Chicago Public Schools officials are touting a record $950 million in college scholarships won by the entire graduating class of 2015.
As the district focuses on helping more children graduate and get to college, it celebrated nearly $1 billion in free money for post-secondary education earned by last year’s 22,856 graduates. The district could not provide a breakdown by school or by program; a spokesman said schools self-reported the data.
It wasn’t immediately clear how much of that money came from the city’s so-called Star Scholarships given to all CPS graduates with a B average or better plus ACT scores of 21 who attend the City Colleges.
Chief education officer Janice Jackson credited school counselors and college coaches with students’ ability “to maximize their opportunities and succeed beyond our doors.”
“School-level staff have played a significant role in helping students attain more scholarships, and we will continue to seek innovative ways to support their efforts,” she continued.
And CPS last year launched a web tool for high school seniors to streamline the search and application process for college scholarships, which lets more kids know about opportunities they might qualify for, according to the district.
By comparison, the 22,817 seniors who finished in June 2014 pulled down about $798 million in scholarships.
In the same press release, CPS claimed to have “more than doubled its scholarship offers” in “just two years,” but the $399,890,411 it claimed for students graduating in 2013 did not count any money won by the city’s dozens of charter high schools, which for the most part are skilled in applying for and winning college money for their students.
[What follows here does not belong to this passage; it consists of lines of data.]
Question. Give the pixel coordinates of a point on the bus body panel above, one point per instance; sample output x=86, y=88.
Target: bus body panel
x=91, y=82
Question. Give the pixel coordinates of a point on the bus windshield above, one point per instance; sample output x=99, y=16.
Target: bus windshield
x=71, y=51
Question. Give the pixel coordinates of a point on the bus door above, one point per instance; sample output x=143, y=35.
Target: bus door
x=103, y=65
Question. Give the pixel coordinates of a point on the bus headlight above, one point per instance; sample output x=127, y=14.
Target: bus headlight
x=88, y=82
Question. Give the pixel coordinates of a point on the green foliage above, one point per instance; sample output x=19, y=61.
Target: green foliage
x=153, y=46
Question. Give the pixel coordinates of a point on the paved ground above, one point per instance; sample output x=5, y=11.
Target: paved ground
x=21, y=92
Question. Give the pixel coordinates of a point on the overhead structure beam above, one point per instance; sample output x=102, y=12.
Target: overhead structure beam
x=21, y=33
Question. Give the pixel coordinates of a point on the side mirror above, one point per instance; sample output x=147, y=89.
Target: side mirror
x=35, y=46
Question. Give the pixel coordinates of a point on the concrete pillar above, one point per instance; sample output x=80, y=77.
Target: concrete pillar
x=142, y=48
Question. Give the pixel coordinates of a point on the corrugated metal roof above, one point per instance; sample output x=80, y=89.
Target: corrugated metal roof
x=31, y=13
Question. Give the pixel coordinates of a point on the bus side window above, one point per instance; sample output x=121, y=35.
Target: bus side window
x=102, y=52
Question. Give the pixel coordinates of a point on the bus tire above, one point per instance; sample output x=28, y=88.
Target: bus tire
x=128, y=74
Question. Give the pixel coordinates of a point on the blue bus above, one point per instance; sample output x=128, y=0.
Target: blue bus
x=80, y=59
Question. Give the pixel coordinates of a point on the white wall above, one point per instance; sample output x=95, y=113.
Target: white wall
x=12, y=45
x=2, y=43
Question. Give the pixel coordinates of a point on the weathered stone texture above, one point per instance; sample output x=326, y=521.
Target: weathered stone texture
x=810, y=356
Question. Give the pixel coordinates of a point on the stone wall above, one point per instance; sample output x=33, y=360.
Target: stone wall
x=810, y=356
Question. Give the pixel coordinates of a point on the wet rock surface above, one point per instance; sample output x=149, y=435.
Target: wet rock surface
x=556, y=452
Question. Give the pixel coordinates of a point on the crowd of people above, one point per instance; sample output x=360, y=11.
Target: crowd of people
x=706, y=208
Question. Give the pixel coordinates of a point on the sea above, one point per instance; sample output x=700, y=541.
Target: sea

The Chicago Teachers Union noted that CPS funds just one counselor position per school — so the district’s average per high school is about 300 students per counselor. That’s higher than the American Counselors Association’s recommendation of a 250 to 1 ratio, and 59 CPS high schools exceed that recommendation, according to the CTU.
Even high performing schools such as King College Prep and Back of the Yards function with one counselor, the union said.